Hariksee leidet unter Algen und Verlandung

Niederkrüchten/Schwalmtal : Hariksee leidet unter Algen und Verlandung

(busch-) Die wuchernde Wasserpest-Pflanze und die zunehmende Verlandung des Hariksees –- das sind zwei Themen, die Thomas Schulz, Geschäftsführer des Schwalmverbands, zurzeit beschäftigen. Und so wie es aussieht, werden sie nicht schnell erledigt werden.

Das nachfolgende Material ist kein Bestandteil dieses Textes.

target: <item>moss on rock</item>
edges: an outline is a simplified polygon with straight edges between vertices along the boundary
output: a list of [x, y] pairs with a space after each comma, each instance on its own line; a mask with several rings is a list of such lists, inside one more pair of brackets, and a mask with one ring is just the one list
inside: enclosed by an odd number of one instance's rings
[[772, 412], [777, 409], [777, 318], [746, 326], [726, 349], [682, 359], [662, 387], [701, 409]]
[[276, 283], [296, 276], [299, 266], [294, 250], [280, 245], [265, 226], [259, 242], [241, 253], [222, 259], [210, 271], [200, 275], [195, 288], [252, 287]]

„Wir befinden uns in Gesprächen mit den beiden Eigentümern des Brempter Sees und des Hariksees“, erläuterte Schulz im Ausschuss für Bauen, Planen und Verkehr in Niederkrüchten. Einzelheiten seien noch zu klären, ehe der Schwalmverband handeln kann. Eine Aussage, die bei Johannes Wahlenberg (CDU) nicht gut ankam. Er erinnerte an einen CDU-Antrag von 2016. Und noch immer sei nichts passiert.

Gegen die Wasserpest gebe es zwar viele Methoden, aber nur wenige, die auf Dauer Erfolge versprächen, erläuterte Schulz. Der Einsatz von Pestiziden sei unmöglich. Das regelmäßige Mähen der Pflanze würde diese nur kürzen. Auch ein Austrocknen des Sees sei nicht möglich. Zwar seien in anderen Seen Fressfeinde wie Rotfedern benutzt worden. Aber um der Plage dauerhaft Herr zu werden, müssten „Tonnen Fische“ eingesetzt werden.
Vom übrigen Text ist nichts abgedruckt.